# wright & brantley hutch greenwood miss



## CreekWalker (May 7, 2011)

I dug a pit today after the high water went down in the creek next to where the bottle resided. It was a overgrown and filled-in gully where the locals and the nearest store owner dumped ther trash 60 years ago. With 4 foot of water flowing there for three days the bank was cleaned of the usual trash, debrie and brush. The creek bank was hard and shined brightly with the glass of many shards. I found several good bottles, one really scarce local. The big surprice was a blue aqua hutch from Greenwood Miss. It is embossed: WRIGHT & BRANTLEY (in oval) , GREENWOOD MISS on the front, and STREAM BOTTLING WORKS on the back. My research so far shows Wright, or his son as the owner of the Coke plant there. Digger McDirt had an amber straight side Coke, and I have bid on a few of them on the bay. Brantley was the owner of the Coke plant in Yazoo City, Miss. after he and Wright parted ways. I have seen the Wright's Steam Bottling hutches for sale , and they appear to be rare and possibly valuable, because of his connection with Coca Cola. What's the scoop on this hutch?!


----------



## CreekWalker (May 7, 2011)

Here is the back.


----------



## cowseatmaize (May 7, 2011)

> The creek bank was hard and shined brightly with the glass of many shards......STREAM BOTTLING WORKS.

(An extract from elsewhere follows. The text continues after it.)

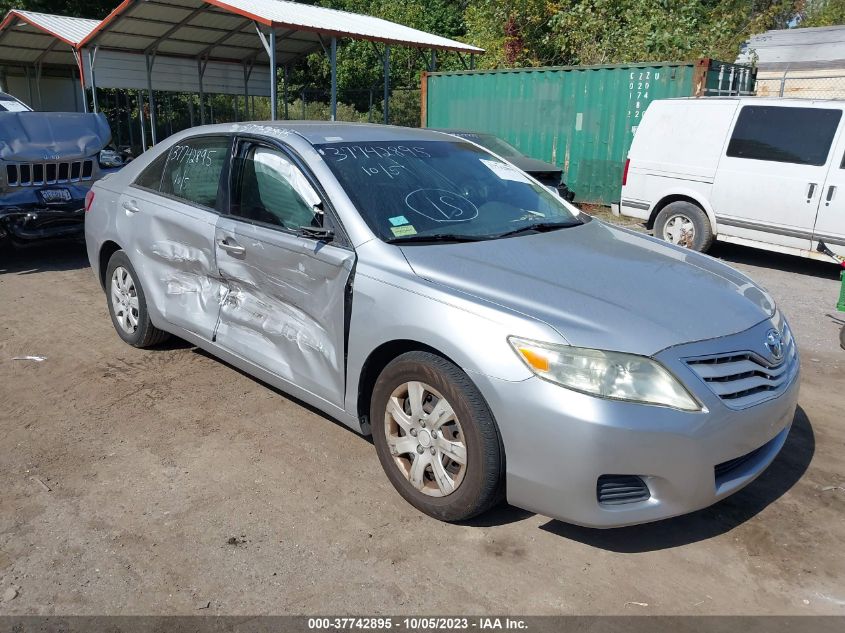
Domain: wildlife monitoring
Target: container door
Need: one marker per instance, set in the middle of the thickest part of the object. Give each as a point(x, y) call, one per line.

      How appropriate. I don't know soda's but I like the look of that one, very nice.


----------



## CreekWalker (May 7, 2011)

Even more appropriate if I would use the correct spelling![8|] That is "Steam Botl. Works" found by the old mill stream! Thanks


----------



## rockbot (May 7, 2011)

I would say you got a good one.


----------



## CONEHEAD (May 7, 2011)

THE HUTCH IS A RARE MISSISSIPPI HUTCH, I HAVE SEEN A FEW BUT MOST ARE IN COLLECTIONS, AND WILL NOT BE COMING UP FOR SALE. I COLLECT MS HUTCHES, DEPENDING ON CONDITION, I MAY BE INTERESTED IN IT, IF YOU DECIDE TO SALE IT. MANY THANKS


----------



## CONEHEAD (May 9, 2011)

could we see a few more pictures of the hutch? many thanks


----------



## surfaceone (May 9, 2011)

Hey Rick,

 That looks like a good one. Could'ya put up a photo of the whole bottle, please? Kinda unusual to see the tombstone slugplate with the vertical backside.

 Charles E. Wright was the *biggest* of Big Kahunas in Greenwood once upon a time. 

 "The miracle of electricity was first made available in Greenwood in 1894. T. Staige Marye and Charles E. Wright were awarded a contract on March 6, 1894, for furnishing and operating a street lighting system. Greenwood at that time had a population of about 1,200 inhabitants.

 On August 7, 1901, an ordinance was passed by the City Council authorizing a referendum on a franchise to C. E. Wright for the construction of a waterworks, electric lights and sanitary sewerage system. This franchise was to extend for a period of twenty-five years, ut the City reserved the right to purchase the utilities at any time during this period.

 As constructed in 1901 and 1902, the entire system consisted of a steam-operated electric generating plant with a 90-kilowatt alternator. The waterworks plant consisted of a 4" flowing well approximately 700' deep, two steam-driven duplex compound pumping engines, one masonry reservoir with a capacity of 130,000 gallons and one 100,000-gallon elevated tank.

 In 1904, the city exercised its option and acquired the system for its appraised value of $123,000." From.

 There is a "C.E. WRIGHT ICE & COAL CO. GREENWOOD" Amber Coca-Cola, of some note as well.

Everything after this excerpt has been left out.